Business: The Economy

Breakthrough in euro chocolate war

British chocolate contains other vegetable fats

The British chocolate industry is looking forward to opening up a vast new market for its products, after the end of a 25-year wrangle over exports to the European Union.

EU ambassadors meeting in Brussels on Wednesday cleared the final obstacles to a deal which will allow the milk chocolate favoured in the UK and Ireland to be marketed in all 15 member states.

If the European Parliament approves the deal, high milk content chocolate bars with a vegetable fat content of up to 5% will be cleared for sale on the continent - as long as they are called "Family Milk Chocolate".

The row dates back to when Britain, Ireland and Denmark joined the EU in 1973 and were each granted an exemption from an EU ban on making chocolate from anything other than cocoa butter.

Sweet UK-style milk chocolate has always been considered inferior on the continent, and eight EU countries only recognise chocolate made purely with cocoa butter as the real thing.

They effectively block imports on the grounds that the UK product is not "real" chocolate.

Opposition melts

After last night's agreement, an updated directive will oblige all EU countries to accept all chocolate, as long as the vegetable fat content does not exceed 5% of the finished product and is clearly set out on the label.

Meanwhile, British milk chocolate can continue to be called "milk chocolate" on the home market, but will have to be labelled "family milk chocolate" if exported to the rest of the EU.

The arrangement has been accepted by the UK industry, anxious to widen a chocolate confectionary market which was worth £3.66bn in Britain alone last year.

Wednesday's breakthrough involved settlement of a dispute between some EU governments and the Commission over who has power to make future changes to the directive on flavourings and chocolate fillings.

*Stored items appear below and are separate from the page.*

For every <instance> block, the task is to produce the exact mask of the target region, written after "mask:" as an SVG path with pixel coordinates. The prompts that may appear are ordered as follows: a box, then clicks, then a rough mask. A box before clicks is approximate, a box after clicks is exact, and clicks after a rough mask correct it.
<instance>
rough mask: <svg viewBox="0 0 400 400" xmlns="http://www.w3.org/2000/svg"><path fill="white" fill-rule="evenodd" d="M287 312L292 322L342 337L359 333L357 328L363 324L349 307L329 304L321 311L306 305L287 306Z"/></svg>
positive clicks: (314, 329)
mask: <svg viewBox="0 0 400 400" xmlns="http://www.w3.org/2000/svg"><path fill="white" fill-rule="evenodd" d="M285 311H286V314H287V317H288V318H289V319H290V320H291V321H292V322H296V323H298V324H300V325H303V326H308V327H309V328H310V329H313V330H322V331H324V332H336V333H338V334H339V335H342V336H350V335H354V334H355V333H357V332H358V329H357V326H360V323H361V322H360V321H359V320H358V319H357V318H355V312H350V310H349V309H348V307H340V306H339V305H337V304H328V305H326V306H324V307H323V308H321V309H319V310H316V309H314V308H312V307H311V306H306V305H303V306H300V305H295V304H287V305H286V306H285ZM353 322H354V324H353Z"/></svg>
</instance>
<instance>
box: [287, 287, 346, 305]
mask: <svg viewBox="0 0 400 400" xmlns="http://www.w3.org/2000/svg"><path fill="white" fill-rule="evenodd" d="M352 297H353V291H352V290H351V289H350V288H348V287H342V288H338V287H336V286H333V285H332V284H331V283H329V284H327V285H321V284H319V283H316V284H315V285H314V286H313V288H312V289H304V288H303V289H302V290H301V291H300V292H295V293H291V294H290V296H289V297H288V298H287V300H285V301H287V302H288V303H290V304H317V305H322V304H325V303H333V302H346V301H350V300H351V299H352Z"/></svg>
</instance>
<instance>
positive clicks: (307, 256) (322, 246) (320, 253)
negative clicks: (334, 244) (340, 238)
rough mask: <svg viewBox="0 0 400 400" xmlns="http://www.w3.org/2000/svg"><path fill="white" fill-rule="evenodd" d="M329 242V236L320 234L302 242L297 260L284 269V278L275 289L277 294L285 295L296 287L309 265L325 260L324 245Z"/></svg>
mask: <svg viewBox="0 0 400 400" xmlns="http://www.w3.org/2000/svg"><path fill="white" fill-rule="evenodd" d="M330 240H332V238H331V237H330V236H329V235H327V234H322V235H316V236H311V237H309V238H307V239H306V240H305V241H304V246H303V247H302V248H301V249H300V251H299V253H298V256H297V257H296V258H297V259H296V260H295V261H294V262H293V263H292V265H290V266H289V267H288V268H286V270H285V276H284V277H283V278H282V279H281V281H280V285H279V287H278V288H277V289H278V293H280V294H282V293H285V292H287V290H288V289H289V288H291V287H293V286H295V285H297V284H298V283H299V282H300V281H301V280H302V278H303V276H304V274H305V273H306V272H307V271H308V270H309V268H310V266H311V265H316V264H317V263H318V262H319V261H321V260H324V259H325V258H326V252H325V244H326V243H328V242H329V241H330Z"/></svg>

Belgium, traditional European home of chocolate and a staunch opponent of anything less than the pure cocoa-butter product, still intends opposing the new deal.

But even with Dutch support and the abstention of Luxembourg, a qualified majority will push it through later this year.

The Department of Trade said the deal would allow "all the different chocolate-making traditions in the EU to coexist in a harmonised market".